Desde una perspectiva darwiniana, la música es un misterio. No está claro si la capacidad del ser humano para apreciar una melodía pegadiza confiere alguna ventaja evolutiva o es un subproducto de las adaptaciones más generales relacionadas con el procesamiento de patrones. Pero lo que sí se sabe es que la evidencia de la música ha sido encontrado en toda cultura humana documentada y que casi todos tenemos al menos alguna capacidad innata para reconocer y procesar la canción. El cerebro humano contiene una asombrosa y compleja red neuronal que puede integrar el ritmo, el tono y la melodía con un potencial terapéutico significativo.

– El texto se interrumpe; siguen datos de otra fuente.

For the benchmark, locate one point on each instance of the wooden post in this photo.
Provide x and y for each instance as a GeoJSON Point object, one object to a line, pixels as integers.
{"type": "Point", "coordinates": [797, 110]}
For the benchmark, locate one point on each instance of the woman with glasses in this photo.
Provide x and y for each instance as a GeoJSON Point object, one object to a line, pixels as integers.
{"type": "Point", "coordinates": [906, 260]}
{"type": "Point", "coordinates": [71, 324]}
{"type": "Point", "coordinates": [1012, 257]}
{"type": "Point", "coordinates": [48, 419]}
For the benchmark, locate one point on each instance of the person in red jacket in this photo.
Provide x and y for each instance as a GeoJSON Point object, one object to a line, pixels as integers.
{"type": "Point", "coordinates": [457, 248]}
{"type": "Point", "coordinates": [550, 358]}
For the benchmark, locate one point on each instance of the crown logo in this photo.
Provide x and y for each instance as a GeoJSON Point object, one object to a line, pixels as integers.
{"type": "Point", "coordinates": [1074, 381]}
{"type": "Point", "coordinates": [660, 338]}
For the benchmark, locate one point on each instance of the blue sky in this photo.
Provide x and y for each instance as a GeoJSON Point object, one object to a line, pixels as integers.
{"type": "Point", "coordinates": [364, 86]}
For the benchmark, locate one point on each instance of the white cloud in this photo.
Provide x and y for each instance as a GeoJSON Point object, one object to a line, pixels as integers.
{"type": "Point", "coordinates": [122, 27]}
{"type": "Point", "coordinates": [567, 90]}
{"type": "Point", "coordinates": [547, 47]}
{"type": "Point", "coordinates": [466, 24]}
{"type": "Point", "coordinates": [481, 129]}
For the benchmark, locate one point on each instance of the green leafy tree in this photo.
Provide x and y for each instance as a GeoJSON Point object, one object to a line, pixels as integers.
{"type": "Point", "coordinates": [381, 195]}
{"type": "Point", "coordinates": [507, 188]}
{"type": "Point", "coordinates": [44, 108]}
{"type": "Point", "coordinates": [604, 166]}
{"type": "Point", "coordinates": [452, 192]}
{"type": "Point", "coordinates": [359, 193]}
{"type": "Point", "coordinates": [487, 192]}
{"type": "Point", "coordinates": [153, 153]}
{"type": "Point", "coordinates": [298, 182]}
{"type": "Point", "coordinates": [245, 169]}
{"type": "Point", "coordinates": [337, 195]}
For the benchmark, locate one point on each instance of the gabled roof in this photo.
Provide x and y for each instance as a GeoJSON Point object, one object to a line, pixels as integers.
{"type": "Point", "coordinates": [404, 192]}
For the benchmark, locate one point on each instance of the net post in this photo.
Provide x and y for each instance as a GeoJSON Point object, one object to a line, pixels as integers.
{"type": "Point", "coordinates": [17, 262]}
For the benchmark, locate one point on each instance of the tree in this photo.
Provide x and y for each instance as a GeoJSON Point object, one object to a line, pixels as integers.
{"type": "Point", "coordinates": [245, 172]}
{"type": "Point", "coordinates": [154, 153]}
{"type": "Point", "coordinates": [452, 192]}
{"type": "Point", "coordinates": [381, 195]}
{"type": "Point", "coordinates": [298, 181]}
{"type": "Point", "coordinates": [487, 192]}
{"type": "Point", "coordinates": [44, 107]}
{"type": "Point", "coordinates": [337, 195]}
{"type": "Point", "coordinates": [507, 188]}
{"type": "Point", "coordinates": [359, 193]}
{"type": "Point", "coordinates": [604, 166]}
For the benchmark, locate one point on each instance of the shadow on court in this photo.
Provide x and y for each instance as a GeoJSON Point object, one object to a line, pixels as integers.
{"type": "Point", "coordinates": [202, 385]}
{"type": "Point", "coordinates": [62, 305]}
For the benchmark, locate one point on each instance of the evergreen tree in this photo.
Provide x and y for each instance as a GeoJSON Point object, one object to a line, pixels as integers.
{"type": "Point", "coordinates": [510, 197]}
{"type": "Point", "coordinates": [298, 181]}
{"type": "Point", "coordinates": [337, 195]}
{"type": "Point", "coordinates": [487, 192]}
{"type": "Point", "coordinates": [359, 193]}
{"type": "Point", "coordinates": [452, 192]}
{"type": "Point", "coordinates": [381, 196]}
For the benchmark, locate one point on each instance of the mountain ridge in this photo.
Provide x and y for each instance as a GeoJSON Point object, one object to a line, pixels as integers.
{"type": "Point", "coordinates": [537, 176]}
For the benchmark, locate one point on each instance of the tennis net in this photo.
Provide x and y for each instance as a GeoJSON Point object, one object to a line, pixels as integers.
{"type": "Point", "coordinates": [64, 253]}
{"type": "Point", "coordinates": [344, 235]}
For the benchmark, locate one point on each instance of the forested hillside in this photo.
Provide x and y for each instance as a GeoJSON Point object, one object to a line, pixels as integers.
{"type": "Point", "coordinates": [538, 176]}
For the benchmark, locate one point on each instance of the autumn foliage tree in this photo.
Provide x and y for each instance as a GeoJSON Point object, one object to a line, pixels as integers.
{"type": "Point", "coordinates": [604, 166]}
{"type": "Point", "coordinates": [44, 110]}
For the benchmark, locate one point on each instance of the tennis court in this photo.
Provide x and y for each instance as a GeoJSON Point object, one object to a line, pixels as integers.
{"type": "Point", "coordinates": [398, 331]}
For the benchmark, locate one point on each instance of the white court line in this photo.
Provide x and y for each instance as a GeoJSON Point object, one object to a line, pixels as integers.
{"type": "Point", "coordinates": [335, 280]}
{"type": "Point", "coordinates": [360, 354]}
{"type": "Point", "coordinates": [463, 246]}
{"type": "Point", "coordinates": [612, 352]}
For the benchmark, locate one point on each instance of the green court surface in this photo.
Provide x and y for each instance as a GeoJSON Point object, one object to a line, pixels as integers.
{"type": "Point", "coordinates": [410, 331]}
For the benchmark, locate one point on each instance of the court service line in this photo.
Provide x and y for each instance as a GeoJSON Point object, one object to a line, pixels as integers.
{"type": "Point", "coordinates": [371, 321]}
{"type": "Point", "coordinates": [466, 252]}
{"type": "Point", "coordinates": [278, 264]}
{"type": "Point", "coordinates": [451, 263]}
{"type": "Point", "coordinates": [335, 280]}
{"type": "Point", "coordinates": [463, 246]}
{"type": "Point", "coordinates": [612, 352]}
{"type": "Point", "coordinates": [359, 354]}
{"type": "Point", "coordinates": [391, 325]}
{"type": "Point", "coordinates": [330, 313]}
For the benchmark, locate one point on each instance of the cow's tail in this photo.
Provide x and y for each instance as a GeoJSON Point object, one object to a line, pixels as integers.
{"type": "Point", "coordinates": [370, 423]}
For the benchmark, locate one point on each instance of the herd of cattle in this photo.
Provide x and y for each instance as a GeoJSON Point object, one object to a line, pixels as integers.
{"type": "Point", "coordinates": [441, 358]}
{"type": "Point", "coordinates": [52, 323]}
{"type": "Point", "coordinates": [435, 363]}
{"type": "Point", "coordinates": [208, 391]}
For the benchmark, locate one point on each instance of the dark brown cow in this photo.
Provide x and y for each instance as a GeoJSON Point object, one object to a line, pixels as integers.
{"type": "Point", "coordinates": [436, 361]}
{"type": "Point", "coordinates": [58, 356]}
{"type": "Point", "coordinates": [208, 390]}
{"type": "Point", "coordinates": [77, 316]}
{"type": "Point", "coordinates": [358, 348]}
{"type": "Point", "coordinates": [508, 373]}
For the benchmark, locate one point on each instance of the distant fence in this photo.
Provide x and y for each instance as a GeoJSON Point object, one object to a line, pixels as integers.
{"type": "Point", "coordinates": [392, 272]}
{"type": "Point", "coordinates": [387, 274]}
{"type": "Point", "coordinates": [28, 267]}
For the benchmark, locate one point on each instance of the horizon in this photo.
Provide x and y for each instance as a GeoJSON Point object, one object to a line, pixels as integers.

La investigación y la experiencia clínica apoyan cada vez más la música como medicina. Acceder y manipular nuestras mentes musicales puede beneficiar numerosas condiciones psiquiátricas, de desarrollo y neurológico.

La música rítmica, se ha que ayuda en la formación y la coordinación de los movimientos y la marcha. La música también aumenta la longitud de la zancada y mejora el equilibrio.

Ayuda a prevenir la pérdida de memoria y crear nuevas memorias asociativas.  La neuroplasticidad o formación de nuevas conexiones neuronales parece ser neuroprotector.